On each of the sides BC, AB, and CA, squares are drawn, CBDE, BAGF, and ACIH, in that order. The construction of squares requires the immediately preceding theorems in Euclid, and depends upon the parallel postulate.
From A, draw a line parallel to BD and CE. It will perpendicularly intersect BC and DE at K and L, respectively.
Join CF and AD, to form the triangles BCF and BDA.
Angles CAB and BAG are both right angles; therefore C, A, and G are collinear. Similarly for B, A, and H.

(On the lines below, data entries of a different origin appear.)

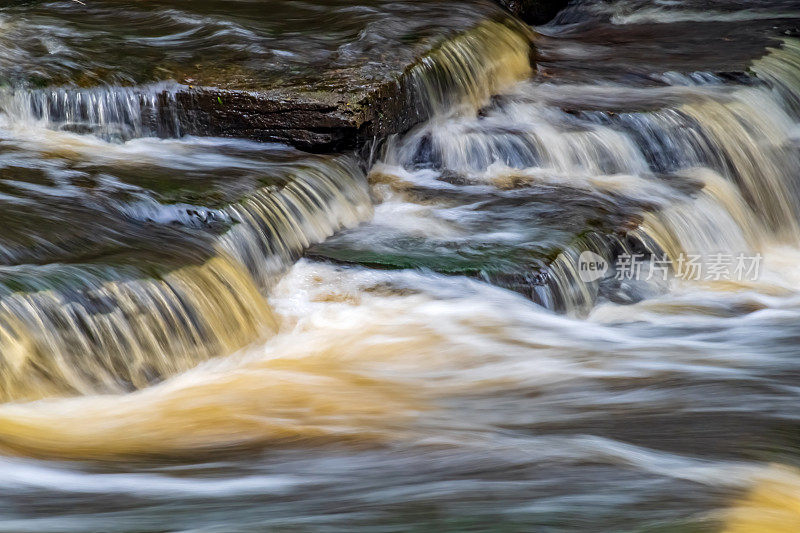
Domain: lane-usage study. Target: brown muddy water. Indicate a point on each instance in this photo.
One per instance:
(216, 335)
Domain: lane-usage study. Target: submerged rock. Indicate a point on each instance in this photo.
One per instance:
(318, 76)
(534, 11)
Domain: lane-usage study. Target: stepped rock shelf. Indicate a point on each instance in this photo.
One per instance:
(322, 76)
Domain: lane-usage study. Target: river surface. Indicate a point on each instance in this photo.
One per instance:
(216, 335)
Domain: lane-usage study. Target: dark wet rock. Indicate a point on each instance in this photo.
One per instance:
(534, 11)
(323, 76)
(316, 122)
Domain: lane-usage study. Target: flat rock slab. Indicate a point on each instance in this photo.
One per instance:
(320, 74)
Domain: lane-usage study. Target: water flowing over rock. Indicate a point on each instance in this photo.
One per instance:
(559, 296)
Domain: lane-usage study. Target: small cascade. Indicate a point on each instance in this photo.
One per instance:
(466, 70)
(70, 330)
(111, 113)
(82, 329)
(780, 69)
(702, 167)
(275, 225)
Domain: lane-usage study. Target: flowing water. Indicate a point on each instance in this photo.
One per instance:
(206, 334)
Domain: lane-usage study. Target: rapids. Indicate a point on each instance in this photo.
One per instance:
(208, 334)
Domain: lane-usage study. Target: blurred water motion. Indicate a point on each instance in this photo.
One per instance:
(206, 334)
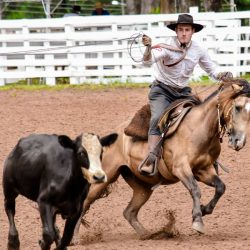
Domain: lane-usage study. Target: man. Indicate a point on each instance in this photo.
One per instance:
(173, 66)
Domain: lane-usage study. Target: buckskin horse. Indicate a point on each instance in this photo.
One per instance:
(187, 156)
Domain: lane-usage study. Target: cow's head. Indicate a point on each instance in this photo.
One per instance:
(94, 146)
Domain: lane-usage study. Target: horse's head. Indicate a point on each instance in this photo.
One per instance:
(237, 113)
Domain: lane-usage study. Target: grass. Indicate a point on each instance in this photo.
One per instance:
(35, 85)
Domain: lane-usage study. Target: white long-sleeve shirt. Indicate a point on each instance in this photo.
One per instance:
(179, 74)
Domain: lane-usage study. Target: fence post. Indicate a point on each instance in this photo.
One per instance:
(69, 30)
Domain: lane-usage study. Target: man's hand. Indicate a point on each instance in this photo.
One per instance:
(222, 76)
(146, 40)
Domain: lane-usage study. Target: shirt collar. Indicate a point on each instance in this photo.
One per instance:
(179, 44)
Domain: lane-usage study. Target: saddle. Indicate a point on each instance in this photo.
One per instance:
(172, 117)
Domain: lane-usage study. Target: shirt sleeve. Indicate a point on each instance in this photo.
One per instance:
(157, 54)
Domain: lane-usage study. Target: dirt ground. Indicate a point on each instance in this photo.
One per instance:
(74, 111)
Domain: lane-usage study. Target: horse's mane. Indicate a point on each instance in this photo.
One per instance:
(227, 83)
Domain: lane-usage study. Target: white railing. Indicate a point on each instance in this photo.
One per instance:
(95, 49)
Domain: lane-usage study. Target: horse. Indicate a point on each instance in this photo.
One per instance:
(188, 155)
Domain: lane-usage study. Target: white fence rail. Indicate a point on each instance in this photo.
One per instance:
(95, 49)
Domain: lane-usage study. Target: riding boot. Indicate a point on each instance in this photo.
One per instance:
(149, 165)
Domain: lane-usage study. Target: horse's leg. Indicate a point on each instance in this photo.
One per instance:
(49, 234)
(9, 204)
(211, 179)
(141, 193)
(95, 192)
(185, 175)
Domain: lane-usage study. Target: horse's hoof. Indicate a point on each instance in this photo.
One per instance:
(13, 242)
(199, 227)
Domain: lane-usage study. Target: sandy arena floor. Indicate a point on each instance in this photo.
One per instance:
(74, 111)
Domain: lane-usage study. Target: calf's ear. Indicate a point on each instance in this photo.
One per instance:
(65, 141)
(78, 141)
(108, 139)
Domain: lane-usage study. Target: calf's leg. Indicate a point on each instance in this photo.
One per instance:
(13, 238)
(47, 217)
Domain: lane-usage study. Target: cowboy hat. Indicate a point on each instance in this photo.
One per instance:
(185, 19)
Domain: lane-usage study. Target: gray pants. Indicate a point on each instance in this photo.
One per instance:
(160, 96)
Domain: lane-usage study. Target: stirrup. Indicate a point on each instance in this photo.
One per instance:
(155, 169)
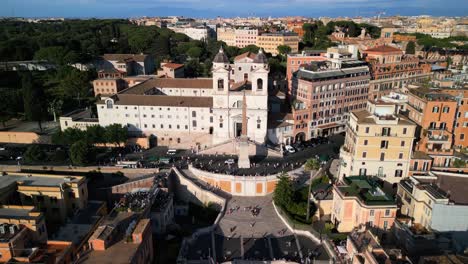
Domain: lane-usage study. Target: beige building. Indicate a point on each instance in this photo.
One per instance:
(58, 196)
(228, 35)
(429, 200)
(270, 42)
(378, 142)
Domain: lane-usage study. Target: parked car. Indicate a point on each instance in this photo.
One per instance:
(289, 149)
(171, 152)
(229, 161)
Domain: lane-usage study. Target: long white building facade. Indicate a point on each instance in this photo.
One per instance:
(203, 112)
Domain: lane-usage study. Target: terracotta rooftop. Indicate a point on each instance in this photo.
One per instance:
(247, 54)
(384, 49)
(161, 100)
(125, 57)
(172, 65)
(169, 83)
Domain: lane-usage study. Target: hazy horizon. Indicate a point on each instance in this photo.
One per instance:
(225, 8)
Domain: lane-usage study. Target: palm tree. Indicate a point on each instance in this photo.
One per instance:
(311, 165)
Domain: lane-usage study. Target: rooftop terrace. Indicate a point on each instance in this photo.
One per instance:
(366, 189)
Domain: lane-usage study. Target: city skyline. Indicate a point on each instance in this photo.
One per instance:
(211, 8)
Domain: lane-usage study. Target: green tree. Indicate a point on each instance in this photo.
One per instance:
(96, 134)
(116, 134)
(81, 153)
(34, 153)
(34, 100)
(283, 50)
(194, 52)
(283, 192)
(410, 48)
(311, 165)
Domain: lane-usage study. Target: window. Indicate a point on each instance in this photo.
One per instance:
(109, 104)
(220, 84)
(384, 144)
(398, 173)
(385, 131)
(259, 84)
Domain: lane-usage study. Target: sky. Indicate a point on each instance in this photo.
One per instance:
(229, 8)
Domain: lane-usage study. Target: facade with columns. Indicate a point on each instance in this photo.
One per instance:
(187, 112)
(247, 76)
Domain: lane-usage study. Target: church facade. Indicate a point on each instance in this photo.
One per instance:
(183, 112)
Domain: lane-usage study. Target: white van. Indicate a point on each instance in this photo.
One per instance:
(171, 152)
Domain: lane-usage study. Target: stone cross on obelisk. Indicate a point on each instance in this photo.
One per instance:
(244, 161)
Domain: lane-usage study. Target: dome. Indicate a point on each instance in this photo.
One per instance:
(261, 58)
(221, 57)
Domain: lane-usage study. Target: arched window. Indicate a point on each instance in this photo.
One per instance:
(259, 84)
(220, 84)
(109, 104)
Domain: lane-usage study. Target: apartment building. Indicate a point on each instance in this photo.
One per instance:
(429, 200)
(323, 96)
(295, 61)
(14, 216)
(245, 37)
(228, 35)
(58, 196)
(171, 70)
(391, 69)
(378, 142)
(434, 112)
(360, 201)
(270, 41)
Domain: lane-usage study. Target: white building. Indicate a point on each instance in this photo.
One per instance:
(199, 112)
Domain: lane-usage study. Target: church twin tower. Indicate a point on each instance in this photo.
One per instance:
(248, 77)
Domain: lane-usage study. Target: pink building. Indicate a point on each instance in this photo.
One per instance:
(358, 201)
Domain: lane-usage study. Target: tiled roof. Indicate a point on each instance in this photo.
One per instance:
(172, 65)
(125, 57)
(162, 100)
(384, 48)
(169, 83)
(247, 54)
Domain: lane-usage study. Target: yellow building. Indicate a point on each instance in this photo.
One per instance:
(429, 200)
(228, 35)
(28, 216)
(270, 42)
(57, 196)
(378, 142)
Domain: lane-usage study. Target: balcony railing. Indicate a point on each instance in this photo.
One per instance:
(438, 138)
(385, 134)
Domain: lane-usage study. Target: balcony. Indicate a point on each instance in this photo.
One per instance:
(385, 134)
(438, 137)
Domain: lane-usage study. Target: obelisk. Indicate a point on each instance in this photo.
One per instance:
(244, 161)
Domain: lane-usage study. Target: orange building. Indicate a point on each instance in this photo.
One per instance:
(461, 124)
(434, 111)
(359, 200)
(391, 69)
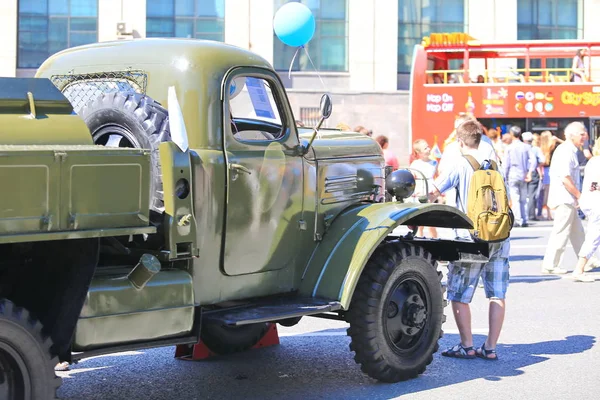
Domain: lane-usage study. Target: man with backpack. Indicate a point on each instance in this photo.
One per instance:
(482, 195)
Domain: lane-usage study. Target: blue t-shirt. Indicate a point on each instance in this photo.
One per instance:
(459, 177)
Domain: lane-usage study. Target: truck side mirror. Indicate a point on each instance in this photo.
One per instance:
(326, 107)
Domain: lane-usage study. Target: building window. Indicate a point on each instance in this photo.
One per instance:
(48, 26)
(199, 19)
(546, 20)
(328, 48)
(419, 18)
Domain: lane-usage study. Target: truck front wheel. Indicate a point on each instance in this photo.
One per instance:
(396, 313)
(26, 364)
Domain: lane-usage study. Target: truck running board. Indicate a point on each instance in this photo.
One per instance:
(274, 310)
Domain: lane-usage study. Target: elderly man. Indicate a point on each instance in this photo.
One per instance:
(519, 164)
(563, 199)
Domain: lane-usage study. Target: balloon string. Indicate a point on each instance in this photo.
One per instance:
(316, 70)
(292, 63)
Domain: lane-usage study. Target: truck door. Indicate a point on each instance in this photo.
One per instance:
(264, 174)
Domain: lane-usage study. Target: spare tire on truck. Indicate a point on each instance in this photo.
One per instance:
(119, 119)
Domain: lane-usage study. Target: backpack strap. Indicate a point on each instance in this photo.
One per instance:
(474, 164)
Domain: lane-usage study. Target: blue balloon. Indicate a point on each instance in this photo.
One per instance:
(294, 24)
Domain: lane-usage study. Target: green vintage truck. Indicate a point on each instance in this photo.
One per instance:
(157, 192)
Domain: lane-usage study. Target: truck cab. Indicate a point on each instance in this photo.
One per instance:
(248, 222)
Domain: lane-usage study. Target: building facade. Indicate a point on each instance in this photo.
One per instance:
(362, 49)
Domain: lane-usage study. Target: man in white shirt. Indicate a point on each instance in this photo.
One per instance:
(452, 154)
(563, 199)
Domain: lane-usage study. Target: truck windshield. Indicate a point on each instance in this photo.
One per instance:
(252, 98)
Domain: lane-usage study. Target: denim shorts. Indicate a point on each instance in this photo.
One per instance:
(463, 277)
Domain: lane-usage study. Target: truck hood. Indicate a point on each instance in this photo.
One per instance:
(338, 144)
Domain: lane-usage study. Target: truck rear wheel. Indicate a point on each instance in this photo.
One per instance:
(396, 313)
(119, 119)
(26, 363)
(223, 339)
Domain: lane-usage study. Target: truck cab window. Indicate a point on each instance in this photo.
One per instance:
(254, 113)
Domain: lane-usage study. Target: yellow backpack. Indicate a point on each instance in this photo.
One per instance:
(487, 203)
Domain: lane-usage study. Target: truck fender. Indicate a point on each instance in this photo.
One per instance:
(338, 260)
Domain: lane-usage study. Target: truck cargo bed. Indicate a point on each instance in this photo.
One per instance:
(61, 192)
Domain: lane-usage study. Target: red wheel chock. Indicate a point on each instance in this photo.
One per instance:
(199, 351)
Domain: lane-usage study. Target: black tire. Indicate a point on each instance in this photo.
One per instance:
(26, 363)
(131, 120)
(396, 313)
(223, 339)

Showing the two congruent triangles of half the area of rectangle BDLK and square BAGF
Angles CBD and FBA are both right angles; therefore angle ABD equals angle FBC, since both are the sum of a right angle and angle ABC.
Since AB is equal to FB and BD is equal to BC, triangle ABD must be congruent to triangle FBC.
Since A-K-L is a straight line, parallel to BD, then parallelogram BDLK has twice the area of triangle ABD because they share the base BD and have the same altitude BK, i.e., a line normal to their common base, connecting the parallel lines BD and AL. (lemma 2)
Since C is collinear with A and G, square BAGF must be twice in area to triangle FBC.
Therefore rectangle BDLK must have the same area as square BAGF = AB^2.
Similarly, it can be shown that rectangle CKLE must have the same area as square ACIH = AC^2.
Adding these two results, AB^2 + AC^2 = BD × BK + KL × KC
Since BD = KL, BD* BK + KL × KC = BD(BK + KC) = BD × BC
Therefore AB^2 + AC^2 = BC^2, since CBDE is a square.